NIDA-funded research provides some support for long standing fears that use of marijuana may be a gateway to use of other drugs with even greater known adverse health effects. Truthfully, the same may be said of alcohol and tobacco. Whether the mechanism is chemical, cultural or some combination of the two, is less well known. No evidence is cited to suggest that marijuana use keeps young people away from other drugs.
The prevalence of impaired driving in Alaska is well known and deeply troublesome. On this, Volkow observes that “both immediate and long term exposure to marijuana impair driving ability; marijuana is the illicit drug most frequently reported in connection with impaired driving and accidents, including fatal accidents.” Moreover, the mixing of marijuana and alcohol can further exacerbate the dangers to public safety.
Perhaps the most startling revelation of Volkow’s research is that all marijuana is not alike. The potency of marijuana is determined by its Tetrahydrocannabinol, or THC, content. Analysis of seized marijuana for sale on the street demonstrates that THC concentrations have been rising from about 3 percent in 1980 to about 12 percent today. Volkow suggests that this may be the reason for increased emergency room visits associated with marijuana and a higher level of fatal crashes. Also, the initiative specifically defines marijuana to include concentrates, which can contain 80-90 percent THC. Marijuana edibles would also be legalized and commercialized under the initiative. In Colorado, child-attractive edibles like lollipops, flavored drinks and gummy bears, with multiple doses of THC, are being sold.

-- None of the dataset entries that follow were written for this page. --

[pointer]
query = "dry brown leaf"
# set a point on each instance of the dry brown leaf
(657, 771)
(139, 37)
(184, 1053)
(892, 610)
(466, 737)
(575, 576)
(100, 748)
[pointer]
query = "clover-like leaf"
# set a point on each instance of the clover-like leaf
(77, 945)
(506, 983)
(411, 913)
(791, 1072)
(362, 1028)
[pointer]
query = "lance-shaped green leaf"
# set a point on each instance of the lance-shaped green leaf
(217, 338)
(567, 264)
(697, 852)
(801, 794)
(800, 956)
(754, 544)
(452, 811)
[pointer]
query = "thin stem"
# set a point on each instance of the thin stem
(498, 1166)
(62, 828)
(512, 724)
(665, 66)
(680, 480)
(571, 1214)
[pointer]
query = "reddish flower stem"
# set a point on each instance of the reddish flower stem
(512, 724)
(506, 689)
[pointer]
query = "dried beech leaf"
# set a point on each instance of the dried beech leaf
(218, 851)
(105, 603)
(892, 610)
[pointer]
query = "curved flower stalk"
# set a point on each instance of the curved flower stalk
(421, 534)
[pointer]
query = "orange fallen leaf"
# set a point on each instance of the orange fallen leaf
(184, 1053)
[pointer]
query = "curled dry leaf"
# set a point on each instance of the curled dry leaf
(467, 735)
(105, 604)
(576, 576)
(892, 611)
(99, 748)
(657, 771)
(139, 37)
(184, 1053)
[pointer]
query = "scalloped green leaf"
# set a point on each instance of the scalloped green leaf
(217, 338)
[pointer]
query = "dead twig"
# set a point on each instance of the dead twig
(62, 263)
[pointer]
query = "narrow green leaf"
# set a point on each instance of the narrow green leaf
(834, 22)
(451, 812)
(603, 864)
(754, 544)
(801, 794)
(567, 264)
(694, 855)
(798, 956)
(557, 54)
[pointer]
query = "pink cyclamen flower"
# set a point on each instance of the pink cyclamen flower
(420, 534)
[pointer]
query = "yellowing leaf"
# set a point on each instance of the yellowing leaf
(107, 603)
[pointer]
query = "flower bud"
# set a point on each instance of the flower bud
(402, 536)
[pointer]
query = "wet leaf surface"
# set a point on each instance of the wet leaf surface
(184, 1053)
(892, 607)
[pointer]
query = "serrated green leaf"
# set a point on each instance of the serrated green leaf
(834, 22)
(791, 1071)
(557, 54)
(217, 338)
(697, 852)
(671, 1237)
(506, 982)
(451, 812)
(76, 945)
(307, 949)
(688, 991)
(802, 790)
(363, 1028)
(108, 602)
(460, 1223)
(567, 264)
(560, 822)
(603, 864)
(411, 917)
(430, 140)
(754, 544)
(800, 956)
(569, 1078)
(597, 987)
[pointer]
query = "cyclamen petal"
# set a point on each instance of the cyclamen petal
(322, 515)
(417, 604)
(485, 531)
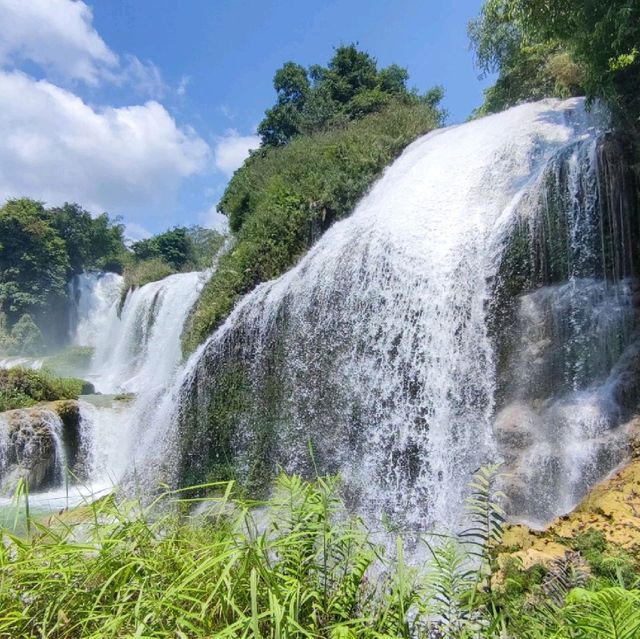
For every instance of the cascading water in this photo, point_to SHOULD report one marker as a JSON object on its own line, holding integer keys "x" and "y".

Marijuana is a drug and with all drugs there are risks and benefits. Research suggests that use of marijuana or some of its component chemicals can be beneficial for the alleviation of a variety of medical conditions. But patients with these conditions benefit from discussions with their healthcare providers about the risks and benefits.
The state should examine the most appropriate access for this class of users. That said, the evidence that marijuana is harmful for non-medical use is growing. That should give Alaskans pause as we enter the voting booth.
I believe strongly in working for the health, safety, educational achievement, productivity and community welfare of Alaskans. That is why I am voting “no” on Ballot Measure 2.
• Lisa Murkowski is a Republican U.S. Senator representing Alaska.